Dissent - Supply and the Housing Crisis: A Debate

 

Chief economist Brian Callci and senior legal analyst Sandeep Vaheesan debate how the YIMBY (short for "Yes In My Backyard") movement, which calls for zoning reforms, falls short of in addressing the nation’s housing affordability crisis, arguing for the federal government to take a more active role in providing housing

After decades of relative stagnation, American housing policy is now several years into a period of radical change and experimentation. In California, where I am policy director for the state-level organization California YIMBY (Yes in My Backyard), city planners will often gripe (with, I have to admit, some justification) that state housing law is changing too quickly for them to keep up. Several other states—including Washington, Montana, Colorado, Arizona, Florida, and Rhode Island—have enacted their own ambitious housing reforms, with more following each year.

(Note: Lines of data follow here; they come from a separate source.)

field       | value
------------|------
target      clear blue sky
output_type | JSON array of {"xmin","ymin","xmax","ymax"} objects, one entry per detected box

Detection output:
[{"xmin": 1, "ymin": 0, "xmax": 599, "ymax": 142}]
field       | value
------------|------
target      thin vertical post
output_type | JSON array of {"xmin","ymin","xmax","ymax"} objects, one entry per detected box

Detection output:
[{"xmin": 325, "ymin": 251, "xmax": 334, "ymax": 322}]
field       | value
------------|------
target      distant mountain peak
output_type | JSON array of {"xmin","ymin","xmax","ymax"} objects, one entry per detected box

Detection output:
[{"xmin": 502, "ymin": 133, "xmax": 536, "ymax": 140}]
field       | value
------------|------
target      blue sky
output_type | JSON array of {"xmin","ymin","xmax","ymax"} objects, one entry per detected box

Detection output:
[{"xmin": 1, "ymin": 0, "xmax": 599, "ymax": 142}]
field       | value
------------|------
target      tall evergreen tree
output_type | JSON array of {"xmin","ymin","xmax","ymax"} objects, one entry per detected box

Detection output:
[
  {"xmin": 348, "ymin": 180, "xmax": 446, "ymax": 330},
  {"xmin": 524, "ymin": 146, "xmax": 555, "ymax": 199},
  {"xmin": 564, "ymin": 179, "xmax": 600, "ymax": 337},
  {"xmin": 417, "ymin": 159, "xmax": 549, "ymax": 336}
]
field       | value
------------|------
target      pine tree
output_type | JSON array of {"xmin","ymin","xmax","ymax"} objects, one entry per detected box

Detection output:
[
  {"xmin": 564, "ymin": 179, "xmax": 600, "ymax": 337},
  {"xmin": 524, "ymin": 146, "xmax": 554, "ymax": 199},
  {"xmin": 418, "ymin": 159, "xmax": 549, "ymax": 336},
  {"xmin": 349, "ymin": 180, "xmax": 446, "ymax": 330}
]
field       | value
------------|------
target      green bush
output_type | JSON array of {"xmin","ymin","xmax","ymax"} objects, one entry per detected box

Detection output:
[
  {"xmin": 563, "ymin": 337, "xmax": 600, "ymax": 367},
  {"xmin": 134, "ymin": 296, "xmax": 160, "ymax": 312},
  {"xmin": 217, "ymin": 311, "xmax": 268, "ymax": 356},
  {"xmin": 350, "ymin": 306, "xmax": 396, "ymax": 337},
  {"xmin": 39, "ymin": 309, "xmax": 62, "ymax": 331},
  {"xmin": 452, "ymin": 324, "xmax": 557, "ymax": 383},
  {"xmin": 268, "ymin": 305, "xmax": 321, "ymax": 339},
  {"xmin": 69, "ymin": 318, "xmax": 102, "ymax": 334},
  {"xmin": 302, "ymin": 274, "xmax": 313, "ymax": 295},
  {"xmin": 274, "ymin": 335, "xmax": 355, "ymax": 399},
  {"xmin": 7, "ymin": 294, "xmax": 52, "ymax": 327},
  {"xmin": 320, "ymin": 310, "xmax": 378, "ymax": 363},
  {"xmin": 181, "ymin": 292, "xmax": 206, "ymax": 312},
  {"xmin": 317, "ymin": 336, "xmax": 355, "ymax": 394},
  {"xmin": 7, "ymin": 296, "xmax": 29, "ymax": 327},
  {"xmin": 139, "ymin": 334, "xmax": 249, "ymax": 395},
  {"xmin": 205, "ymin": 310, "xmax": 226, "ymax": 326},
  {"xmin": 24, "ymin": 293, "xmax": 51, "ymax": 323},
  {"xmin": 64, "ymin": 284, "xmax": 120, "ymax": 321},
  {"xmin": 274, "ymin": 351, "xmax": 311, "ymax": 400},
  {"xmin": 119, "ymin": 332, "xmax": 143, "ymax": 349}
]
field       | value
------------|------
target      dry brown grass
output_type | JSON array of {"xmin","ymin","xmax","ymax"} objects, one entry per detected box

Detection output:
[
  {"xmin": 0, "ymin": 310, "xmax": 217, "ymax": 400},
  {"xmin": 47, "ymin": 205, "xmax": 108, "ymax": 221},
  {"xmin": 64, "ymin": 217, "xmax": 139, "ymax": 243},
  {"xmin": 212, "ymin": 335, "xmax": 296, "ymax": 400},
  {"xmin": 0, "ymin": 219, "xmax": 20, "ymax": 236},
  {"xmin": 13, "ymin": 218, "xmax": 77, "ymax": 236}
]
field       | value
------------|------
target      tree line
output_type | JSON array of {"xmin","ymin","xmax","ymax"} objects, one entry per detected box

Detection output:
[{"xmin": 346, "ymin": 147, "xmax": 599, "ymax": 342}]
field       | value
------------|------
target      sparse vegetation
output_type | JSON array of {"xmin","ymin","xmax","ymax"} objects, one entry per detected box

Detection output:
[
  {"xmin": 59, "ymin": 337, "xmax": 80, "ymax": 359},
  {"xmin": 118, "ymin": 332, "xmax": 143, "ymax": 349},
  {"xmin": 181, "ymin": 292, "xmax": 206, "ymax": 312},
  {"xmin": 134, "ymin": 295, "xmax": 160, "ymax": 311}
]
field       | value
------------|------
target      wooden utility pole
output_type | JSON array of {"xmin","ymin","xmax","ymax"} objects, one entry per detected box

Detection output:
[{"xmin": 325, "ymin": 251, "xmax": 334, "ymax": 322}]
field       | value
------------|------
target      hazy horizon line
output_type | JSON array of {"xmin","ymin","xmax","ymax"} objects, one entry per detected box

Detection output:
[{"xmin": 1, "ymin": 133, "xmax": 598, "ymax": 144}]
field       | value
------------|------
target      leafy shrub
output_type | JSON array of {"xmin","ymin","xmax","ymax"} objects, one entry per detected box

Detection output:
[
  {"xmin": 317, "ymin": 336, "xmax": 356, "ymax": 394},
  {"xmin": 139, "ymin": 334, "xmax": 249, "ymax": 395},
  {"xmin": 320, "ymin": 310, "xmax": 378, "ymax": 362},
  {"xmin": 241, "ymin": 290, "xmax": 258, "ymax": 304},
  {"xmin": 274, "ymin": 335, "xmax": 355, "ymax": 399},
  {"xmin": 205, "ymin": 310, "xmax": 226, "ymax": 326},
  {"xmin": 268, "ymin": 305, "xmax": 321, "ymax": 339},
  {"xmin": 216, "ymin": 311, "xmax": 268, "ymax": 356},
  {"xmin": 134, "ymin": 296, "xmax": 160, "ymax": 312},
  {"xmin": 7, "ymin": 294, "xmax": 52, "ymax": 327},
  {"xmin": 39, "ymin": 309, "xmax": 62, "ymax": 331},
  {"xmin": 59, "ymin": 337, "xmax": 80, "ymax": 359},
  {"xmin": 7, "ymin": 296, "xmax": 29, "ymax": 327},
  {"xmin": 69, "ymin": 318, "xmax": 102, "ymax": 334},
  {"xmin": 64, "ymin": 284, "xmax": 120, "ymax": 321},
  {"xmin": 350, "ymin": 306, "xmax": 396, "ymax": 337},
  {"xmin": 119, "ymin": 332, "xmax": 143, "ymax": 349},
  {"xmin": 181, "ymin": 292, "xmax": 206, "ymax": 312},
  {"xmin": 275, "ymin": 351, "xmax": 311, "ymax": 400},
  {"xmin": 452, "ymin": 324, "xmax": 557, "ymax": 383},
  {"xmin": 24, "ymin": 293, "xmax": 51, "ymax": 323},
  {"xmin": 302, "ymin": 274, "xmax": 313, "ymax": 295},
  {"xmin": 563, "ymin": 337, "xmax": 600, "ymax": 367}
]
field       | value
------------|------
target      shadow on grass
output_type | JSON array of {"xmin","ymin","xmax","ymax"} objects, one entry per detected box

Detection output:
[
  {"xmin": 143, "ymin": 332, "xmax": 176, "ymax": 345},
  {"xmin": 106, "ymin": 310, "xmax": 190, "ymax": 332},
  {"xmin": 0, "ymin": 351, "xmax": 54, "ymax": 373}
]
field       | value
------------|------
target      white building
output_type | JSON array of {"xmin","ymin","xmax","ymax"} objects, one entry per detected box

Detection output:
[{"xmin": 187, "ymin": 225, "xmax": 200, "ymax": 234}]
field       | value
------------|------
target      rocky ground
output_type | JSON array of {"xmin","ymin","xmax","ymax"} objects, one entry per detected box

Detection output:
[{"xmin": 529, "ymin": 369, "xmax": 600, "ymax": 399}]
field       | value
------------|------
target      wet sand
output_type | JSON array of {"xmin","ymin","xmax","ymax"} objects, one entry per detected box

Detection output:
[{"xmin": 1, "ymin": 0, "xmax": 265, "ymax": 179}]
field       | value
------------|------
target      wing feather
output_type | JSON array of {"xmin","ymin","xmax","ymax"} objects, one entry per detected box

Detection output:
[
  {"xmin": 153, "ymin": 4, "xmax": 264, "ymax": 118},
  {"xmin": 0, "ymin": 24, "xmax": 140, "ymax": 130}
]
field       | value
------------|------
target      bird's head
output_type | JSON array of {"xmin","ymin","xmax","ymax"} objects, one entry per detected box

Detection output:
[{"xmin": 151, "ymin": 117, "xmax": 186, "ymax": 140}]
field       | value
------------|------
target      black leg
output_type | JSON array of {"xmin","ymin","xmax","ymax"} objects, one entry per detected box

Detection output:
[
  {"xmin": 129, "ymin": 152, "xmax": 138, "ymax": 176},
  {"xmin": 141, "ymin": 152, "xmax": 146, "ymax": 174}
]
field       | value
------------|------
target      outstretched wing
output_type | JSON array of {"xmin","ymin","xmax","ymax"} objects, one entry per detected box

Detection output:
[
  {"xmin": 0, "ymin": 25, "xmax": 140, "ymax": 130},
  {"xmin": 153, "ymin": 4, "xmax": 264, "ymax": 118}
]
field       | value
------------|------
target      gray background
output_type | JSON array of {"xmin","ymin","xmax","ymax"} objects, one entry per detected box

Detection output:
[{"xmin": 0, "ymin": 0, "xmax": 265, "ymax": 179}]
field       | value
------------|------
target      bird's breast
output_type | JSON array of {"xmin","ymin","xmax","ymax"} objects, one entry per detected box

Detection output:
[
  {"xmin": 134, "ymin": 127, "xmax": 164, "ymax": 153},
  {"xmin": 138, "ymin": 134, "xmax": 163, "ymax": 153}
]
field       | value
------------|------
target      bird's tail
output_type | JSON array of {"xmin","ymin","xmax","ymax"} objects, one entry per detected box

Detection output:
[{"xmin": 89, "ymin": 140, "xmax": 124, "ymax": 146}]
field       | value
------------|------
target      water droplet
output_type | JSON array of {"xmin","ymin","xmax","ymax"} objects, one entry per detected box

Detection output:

Cities like Minneapolis, Sacramento, Austin, and Spokane have redrawn their zoning maps and removed non-zoning barriers to housing production such as minimum parking requirements; meanwhile, New York City is moving ahead with its pro-housing “City of Yes” plan, though its ultimate fate remains uncertain.

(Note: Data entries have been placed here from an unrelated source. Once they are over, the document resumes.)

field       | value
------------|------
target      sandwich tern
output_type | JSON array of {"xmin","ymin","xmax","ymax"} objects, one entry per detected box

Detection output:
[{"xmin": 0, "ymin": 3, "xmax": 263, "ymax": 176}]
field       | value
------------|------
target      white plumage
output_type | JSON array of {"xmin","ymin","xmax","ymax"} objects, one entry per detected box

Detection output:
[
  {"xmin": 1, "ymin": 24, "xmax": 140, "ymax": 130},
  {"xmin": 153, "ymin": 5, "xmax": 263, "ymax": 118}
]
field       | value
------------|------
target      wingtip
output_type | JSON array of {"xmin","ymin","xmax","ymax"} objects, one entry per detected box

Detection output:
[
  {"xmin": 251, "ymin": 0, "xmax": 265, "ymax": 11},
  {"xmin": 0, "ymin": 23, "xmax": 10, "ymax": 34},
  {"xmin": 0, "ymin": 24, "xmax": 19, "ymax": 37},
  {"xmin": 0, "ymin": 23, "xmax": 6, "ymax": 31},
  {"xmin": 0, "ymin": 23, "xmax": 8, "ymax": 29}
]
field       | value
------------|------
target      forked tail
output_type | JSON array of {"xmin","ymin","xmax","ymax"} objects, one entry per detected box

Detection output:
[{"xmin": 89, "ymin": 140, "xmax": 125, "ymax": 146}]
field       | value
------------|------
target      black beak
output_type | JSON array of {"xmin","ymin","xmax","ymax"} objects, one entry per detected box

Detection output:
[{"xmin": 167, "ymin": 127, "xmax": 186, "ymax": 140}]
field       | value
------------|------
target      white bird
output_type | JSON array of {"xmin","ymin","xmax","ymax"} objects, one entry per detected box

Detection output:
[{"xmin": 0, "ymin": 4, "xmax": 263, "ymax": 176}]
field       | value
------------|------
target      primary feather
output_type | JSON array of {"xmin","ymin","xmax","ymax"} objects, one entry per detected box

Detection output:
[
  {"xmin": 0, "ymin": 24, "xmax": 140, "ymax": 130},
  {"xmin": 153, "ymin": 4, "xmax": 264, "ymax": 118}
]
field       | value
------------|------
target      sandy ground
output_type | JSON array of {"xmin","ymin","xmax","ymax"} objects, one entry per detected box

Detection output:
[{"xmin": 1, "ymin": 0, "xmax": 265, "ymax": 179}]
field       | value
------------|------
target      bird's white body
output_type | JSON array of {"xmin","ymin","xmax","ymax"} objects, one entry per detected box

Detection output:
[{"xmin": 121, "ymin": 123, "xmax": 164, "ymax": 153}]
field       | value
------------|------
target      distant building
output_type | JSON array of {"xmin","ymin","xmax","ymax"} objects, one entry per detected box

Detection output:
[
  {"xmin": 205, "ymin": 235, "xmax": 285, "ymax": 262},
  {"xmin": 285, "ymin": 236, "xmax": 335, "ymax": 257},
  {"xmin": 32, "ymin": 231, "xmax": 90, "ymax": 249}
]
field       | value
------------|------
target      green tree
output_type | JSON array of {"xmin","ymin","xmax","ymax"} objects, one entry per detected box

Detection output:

At the same time, researchers have been steadily adding to our understanding of the relationship between land use rules, housing supply, and housing costs. Evan Mast’s pathbreaking “chain of moves” research shows how new housing production can set off a cascade effect throughout the market, lowering rents for everyone. Xiaodi Li has isolated the effect of new housing on prices within a block radius. Gregg Colburn and Clayton Page Aldern have explored the relationship between homelessness, housing costs, and proxies for housing supply such as vacancy rates. And a number of contemporary scholars—including but not limited to Jessica Trounstine, Jacob Anbinder, Sheryll Cashin, and Richard Rothstein—have illuminated the forces that shaped America’s housing crisis in the first place.

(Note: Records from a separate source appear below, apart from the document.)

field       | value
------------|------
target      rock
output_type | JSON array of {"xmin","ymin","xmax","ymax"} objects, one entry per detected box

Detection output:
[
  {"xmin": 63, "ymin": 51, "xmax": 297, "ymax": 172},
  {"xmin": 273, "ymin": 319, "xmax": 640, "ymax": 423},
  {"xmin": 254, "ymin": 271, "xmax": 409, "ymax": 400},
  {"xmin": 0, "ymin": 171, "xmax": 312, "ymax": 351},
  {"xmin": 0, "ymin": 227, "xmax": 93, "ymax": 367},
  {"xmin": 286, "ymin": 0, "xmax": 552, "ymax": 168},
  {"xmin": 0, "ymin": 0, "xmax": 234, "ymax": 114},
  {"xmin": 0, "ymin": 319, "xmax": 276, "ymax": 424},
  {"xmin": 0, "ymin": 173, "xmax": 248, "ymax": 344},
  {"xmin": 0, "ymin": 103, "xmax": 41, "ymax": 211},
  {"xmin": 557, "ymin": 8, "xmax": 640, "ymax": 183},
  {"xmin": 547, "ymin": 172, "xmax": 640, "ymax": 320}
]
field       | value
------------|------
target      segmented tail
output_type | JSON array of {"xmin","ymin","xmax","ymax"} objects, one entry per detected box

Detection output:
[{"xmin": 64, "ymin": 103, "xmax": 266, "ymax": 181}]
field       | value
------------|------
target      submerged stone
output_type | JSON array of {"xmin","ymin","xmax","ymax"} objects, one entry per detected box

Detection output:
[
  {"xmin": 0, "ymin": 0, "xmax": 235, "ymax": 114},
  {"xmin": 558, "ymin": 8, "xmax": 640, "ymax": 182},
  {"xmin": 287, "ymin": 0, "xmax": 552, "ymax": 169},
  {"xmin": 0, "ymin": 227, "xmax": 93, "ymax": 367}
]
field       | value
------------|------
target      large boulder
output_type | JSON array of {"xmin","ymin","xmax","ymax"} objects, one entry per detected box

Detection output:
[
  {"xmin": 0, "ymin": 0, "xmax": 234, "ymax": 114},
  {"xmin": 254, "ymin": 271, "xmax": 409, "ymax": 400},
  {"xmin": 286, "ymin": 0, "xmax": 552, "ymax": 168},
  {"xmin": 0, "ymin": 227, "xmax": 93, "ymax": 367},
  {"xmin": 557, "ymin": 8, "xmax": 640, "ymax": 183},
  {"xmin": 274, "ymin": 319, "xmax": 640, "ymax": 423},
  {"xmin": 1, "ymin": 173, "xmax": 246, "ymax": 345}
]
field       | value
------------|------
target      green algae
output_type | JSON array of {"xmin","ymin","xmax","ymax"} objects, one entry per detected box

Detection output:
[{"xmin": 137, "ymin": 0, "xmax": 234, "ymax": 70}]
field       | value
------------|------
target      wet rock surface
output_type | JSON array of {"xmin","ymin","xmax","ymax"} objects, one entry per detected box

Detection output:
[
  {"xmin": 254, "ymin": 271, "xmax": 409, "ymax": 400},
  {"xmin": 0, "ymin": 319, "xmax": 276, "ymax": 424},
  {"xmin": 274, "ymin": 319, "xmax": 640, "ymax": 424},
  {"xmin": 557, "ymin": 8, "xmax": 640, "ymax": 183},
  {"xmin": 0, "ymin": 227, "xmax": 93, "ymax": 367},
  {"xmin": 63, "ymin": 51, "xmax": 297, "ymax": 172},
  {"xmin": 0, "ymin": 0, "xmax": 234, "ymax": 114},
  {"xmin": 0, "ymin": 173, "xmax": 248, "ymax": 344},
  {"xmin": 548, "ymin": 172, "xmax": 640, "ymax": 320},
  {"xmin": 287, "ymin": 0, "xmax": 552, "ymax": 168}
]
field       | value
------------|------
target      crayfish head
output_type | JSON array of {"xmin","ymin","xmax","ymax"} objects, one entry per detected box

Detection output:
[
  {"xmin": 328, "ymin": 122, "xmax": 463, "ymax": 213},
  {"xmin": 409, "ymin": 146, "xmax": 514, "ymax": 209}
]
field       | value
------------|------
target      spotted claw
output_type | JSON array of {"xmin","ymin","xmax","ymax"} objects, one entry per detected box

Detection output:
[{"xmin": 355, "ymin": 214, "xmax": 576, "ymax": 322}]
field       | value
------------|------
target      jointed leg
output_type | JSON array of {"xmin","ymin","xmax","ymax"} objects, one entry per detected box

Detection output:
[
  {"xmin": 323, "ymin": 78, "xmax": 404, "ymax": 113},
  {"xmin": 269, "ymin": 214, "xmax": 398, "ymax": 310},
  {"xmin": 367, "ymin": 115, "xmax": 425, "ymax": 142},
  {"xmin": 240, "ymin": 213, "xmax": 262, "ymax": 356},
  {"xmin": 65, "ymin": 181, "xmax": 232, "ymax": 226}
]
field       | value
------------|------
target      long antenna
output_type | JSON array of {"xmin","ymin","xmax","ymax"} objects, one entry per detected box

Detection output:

The balance of this research firmly supports the YIMBY analysis that legalizing more housing development in supply-constrained cities will ease the housing crisis. But despite the growing evidence and the shifting politics of housing, intra-left debates over the crisis remain oddly stuck in place. To supply skeptics, YIMBYs are still “market fundamentalists” pursuing a right-wing, deregulatory agenda. Their technocratic, market-based plans cannot possibly end the housing crisis; the only solution is massive public investment and decommodification.

The empirical case for the supply-skeptic argument is thin and getting thinner every year; mostly, supply skeptics on the left are forced to rely on a small handful of already debunked studies with deeply flawed methodologies. But that’s OK, because the core of their argument is philosophical, not conceptual: deregulated markets exist to enrich capitalists, and so any policy that relies on market instruments will inevitably tend to benefit the ultra-wealthy at the expense of everyone else. As Dave Madden and Peter Marcuse wrote in In Defense of Housing, a foundational text for supply skeptics of the left, “Removing the regulations that rein in property owners shifts power towards capital and away from residents—while also, not coincidentally, making land more valuable and more amenable to speculation.”